【産業天気図・空運業】国内線は札幌−羽田線で値下げ競争激化、燃油費高止まりも重く今期も「曇り」

航空旅客市場の今08年3月期は、国際線では今期下期メドに羽田−上海便が就航するなど中国路線が好調。だが、国内線では7月からの夏休み商戦で06年4月末にスカイマーク<9204.マザーズ>が参入した羽田−札幌線での値下げ競争が加速する。前07年3月期はスカイマークと北海道国際航空(未上場)の2社が値下げ合戦を繰り広げていたが、今年7月からは日本航空<9205.東証>・全日本空輸<9202.東証>もこれに参戦。航空各社は9月までの上半期で利益の約8割を稼ぐ構造のため、この時期の値下げ競争は各社の減益要因となりそうだ。さらに、燃油費が前期に続き高止まりを続けており、大手では機材小型化のための更新費用、大手以下では整備費なども重い。今年度の空模様は上半期、下半期ともに「曇り」と言えそうだ。

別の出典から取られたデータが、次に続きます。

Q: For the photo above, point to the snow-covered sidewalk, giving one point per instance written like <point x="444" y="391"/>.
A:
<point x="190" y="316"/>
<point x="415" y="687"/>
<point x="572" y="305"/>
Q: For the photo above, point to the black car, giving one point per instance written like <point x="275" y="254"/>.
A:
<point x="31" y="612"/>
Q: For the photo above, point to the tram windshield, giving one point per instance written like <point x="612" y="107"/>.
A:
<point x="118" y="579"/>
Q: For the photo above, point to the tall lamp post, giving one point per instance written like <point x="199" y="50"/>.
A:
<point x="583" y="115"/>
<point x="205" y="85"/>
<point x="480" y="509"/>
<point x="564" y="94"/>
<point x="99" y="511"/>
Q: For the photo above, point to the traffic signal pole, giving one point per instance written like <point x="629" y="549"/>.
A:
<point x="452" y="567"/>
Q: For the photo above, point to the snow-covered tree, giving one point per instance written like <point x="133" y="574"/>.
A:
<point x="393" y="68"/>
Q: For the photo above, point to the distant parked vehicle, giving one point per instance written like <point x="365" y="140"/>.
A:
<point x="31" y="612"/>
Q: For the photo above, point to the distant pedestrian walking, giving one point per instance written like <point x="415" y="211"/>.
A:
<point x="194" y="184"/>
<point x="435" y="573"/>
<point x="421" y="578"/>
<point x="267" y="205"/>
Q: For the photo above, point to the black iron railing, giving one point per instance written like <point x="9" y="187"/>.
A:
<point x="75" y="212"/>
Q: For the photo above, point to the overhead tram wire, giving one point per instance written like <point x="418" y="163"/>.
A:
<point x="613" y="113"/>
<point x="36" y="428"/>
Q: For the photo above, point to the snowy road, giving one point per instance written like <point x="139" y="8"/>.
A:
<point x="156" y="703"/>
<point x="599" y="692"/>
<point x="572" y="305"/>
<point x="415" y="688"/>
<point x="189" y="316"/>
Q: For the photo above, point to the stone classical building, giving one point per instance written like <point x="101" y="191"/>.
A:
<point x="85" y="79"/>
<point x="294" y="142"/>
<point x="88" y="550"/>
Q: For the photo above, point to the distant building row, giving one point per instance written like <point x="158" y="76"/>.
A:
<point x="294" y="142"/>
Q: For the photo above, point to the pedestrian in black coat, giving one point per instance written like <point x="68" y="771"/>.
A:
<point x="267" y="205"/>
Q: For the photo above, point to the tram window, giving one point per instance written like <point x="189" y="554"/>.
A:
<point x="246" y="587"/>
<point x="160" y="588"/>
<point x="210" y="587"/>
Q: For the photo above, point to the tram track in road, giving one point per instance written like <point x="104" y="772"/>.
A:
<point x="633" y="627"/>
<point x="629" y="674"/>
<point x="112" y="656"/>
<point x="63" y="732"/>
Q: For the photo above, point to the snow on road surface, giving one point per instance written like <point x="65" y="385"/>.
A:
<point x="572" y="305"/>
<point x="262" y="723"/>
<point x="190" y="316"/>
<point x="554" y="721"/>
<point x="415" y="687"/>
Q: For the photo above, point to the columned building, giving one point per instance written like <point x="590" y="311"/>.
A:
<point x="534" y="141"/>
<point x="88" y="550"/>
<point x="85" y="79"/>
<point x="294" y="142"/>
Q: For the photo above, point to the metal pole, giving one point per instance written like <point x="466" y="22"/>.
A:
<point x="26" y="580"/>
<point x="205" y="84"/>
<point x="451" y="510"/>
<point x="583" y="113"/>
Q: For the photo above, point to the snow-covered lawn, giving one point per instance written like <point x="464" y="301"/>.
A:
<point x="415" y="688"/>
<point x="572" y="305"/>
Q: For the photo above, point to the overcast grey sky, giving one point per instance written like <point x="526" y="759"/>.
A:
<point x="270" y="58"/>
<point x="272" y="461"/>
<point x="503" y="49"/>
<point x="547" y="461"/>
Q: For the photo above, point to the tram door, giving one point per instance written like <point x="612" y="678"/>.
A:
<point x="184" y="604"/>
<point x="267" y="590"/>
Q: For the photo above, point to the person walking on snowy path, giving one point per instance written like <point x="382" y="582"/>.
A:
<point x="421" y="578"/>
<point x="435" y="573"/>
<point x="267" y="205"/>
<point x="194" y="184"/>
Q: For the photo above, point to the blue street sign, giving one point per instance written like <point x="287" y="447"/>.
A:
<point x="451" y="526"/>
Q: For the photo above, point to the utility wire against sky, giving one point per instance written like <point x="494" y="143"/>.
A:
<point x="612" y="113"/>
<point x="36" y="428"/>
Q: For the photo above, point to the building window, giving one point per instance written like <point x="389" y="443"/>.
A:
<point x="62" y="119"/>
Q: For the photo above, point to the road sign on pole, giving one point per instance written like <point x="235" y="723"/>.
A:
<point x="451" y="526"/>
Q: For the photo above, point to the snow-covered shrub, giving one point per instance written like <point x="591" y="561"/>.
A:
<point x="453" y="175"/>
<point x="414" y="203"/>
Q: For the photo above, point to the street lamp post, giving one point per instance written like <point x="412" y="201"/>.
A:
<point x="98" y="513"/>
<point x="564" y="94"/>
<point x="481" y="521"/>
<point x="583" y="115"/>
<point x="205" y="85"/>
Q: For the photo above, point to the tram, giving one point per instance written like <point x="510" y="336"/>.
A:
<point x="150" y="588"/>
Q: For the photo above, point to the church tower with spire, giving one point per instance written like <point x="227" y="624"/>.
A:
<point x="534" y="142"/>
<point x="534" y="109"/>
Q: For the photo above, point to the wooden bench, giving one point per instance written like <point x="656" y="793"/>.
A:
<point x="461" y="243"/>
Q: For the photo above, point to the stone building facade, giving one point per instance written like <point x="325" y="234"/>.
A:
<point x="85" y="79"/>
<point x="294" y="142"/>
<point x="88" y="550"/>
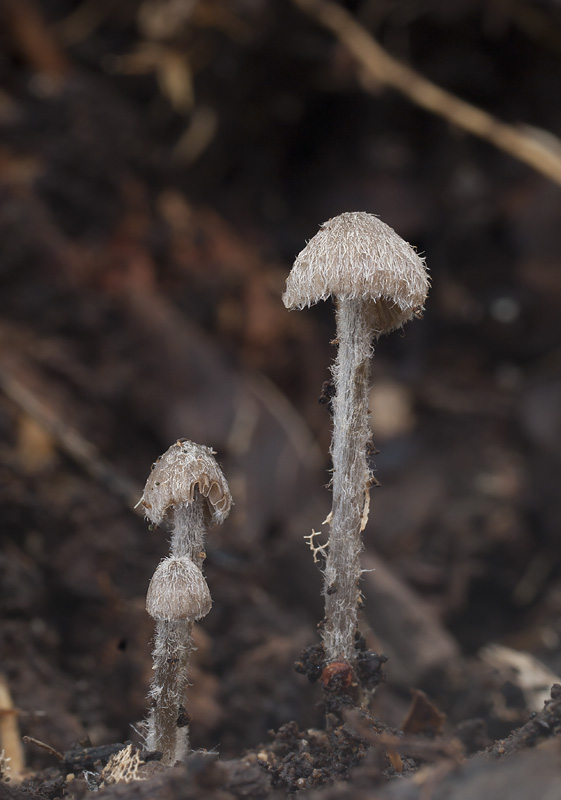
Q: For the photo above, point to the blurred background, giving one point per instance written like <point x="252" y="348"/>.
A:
<point x="162" y="162"/>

 日本航空の前07年3月期は、全日本空輸に流出した顧客の回復が想定に及ばず、特に国内線で苦戦。厚生年金基金の代行返上360億円による押し上げ効果で営業利益229億円を計上したが、これがなければ131億円の営業損失だった。会社側は今08年3月期、不採算路線の撤退で前期比減収となる売上高2兆1970億円計画。営業利益は前期の代行返上益がなくなるが、人件費を500億円削減して350億円を目指す。人件費削減策の内訳は、退職給付関連制度改定で200億円、臨時手当の抑制で150億円、人員配置や部長級社員の早期退職に伴う給与減等で150億円、計500億円の計画だ。だが、前07年3月期は人件費削減を中心とする今08年3月期以降の収益改善を新日本監査法人に疑問視され、繰り延べ税金資産を取り崩して162億円の最終赤字となった。この経緯を見ると、今期の業績見通しの達成も不透明感は否めない。8つもある組合との交渉も容易ではない。『四季報』夏号では会社計画は過大と見ている。注目点は、これらの人件費圧縮が功を奏して利益を捻り出せるかということだ。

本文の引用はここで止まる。